In the divorce papers, Pamela Fayed said that the couple had bank accounts worth $12 million, plus stores of gold and silver kept in vaults.

Rick Copelan, president of Better Business Bureau for Santa Barbara, Ventura and San Luis Obispo counties, said the organization has given e-Bullion an F rating because of 16 unanswered complaints from customers over the last three years.

Copelan said he spoke to Pamela Fayed about the complaints, which included one from a customer who claimed to have lost $51,000 with the company. “They seem to have a pretty good pattern of problems,” Copelan said.
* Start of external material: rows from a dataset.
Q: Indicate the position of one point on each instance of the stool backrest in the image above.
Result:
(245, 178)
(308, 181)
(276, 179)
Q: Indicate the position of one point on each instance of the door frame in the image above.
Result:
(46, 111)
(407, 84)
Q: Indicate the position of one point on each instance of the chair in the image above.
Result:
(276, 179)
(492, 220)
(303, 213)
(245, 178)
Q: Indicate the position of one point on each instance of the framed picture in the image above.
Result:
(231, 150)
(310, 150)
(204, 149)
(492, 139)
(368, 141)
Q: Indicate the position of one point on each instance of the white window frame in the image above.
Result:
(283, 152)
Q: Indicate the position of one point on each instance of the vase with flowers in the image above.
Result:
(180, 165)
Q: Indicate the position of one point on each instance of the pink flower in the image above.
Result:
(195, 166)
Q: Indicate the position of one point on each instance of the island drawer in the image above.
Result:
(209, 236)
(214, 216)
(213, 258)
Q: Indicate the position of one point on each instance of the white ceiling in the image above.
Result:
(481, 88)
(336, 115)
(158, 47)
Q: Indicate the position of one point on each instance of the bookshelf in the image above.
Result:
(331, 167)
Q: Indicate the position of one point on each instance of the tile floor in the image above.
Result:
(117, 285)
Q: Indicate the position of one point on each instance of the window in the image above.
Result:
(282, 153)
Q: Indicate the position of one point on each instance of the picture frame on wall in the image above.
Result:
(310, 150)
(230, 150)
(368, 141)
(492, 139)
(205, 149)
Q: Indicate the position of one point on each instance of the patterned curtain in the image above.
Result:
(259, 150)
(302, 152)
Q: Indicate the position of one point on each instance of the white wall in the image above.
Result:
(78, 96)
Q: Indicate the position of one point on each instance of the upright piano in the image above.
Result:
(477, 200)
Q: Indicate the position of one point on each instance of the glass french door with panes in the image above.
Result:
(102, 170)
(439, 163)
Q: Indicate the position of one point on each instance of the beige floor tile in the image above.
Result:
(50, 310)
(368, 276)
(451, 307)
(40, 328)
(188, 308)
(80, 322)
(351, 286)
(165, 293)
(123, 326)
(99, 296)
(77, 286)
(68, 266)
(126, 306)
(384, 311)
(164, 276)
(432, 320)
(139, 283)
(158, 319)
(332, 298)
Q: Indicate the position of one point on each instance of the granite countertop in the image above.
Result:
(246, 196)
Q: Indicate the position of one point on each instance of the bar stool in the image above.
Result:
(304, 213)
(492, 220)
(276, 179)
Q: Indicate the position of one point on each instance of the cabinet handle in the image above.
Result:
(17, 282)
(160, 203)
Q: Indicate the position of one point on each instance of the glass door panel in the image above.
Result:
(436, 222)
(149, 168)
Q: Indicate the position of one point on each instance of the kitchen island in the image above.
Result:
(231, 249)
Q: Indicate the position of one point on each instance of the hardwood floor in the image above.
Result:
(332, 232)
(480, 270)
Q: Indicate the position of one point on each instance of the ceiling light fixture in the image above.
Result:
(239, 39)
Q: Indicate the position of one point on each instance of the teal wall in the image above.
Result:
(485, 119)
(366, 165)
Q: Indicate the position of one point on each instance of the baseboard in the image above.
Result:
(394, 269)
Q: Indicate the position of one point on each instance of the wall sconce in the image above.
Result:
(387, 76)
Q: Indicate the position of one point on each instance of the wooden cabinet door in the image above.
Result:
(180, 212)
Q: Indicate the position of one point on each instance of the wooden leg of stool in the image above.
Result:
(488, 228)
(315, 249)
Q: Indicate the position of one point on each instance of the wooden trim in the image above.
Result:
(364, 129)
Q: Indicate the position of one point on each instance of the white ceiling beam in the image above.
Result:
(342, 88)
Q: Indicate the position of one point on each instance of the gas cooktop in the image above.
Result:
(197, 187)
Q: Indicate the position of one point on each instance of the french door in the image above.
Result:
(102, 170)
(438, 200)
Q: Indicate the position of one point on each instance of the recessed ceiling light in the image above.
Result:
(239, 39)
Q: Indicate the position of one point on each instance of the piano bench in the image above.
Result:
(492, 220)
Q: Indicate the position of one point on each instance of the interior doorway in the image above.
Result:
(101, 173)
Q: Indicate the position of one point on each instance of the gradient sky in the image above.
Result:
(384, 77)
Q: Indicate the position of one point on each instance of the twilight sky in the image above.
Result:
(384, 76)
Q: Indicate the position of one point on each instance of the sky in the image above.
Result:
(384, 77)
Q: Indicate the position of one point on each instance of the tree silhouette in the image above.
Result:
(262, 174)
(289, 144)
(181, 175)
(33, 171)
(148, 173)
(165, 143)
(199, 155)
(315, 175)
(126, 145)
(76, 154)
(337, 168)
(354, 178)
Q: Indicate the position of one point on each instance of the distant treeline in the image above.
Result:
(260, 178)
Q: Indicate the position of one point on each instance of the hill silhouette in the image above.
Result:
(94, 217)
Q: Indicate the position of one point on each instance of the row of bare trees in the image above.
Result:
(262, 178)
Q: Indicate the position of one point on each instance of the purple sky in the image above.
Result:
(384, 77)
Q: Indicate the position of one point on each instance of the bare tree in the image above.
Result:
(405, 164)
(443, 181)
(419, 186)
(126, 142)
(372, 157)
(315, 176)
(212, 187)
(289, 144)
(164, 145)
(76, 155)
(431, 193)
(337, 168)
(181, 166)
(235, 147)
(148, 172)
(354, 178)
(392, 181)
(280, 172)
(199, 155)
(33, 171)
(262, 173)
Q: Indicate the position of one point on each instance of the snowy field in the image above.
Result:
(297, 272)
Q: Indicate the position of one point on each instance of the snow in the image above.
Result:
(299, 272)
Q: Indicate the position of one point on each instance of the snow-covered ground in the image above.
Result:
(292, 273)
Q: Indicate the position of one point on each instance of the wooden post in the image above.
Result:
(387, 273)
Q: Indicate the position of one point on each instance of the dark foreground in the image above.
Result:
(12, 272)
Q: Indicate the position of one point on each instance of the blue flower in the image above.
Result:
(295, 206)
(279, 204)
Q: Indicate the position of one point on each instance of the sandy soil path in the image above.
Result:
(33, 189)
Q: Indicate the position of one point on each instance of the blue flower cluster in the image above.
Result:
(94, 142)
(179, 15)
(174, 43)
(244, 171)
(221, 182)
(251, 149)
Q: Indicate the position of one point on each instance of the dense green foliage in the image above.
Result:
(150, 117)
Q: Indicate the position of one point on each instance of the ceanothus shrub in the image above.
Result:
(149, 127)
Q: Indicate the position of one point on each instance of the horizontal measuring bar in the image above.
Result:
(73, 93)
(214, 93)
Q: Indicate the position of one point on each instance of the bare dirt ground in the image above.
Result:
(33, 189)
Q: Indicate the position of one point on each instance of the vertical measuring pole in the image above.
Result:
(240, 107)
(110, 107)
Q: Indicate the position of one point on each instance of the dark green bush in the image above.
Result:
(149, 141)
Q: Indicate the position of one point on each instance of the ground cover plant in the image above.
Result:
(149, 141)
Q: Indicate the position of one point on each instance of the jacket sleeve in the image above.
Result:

Meanwhile, court documents show that Pamela Fayed sought to obtain a restraining order in 2003 against Anthony Fayed, her brother-in-law, but her request was denied because of “insufficient facts.” She contended in court papers that he had harassed her and made “hateful racist remarks” after being fired from the family business.

In the court documents, James Fayed alleged that his wife “has a history of making false accusations.” He said that when he contemplated divorce in 2002, his wife threatened to retaliate by falsely claiming that he had assaulted her and had sexually assaulted one of their two daughters.




Times staff writers Scott Glover, Michael Hiltzik and Paul Pringle contributed to this report.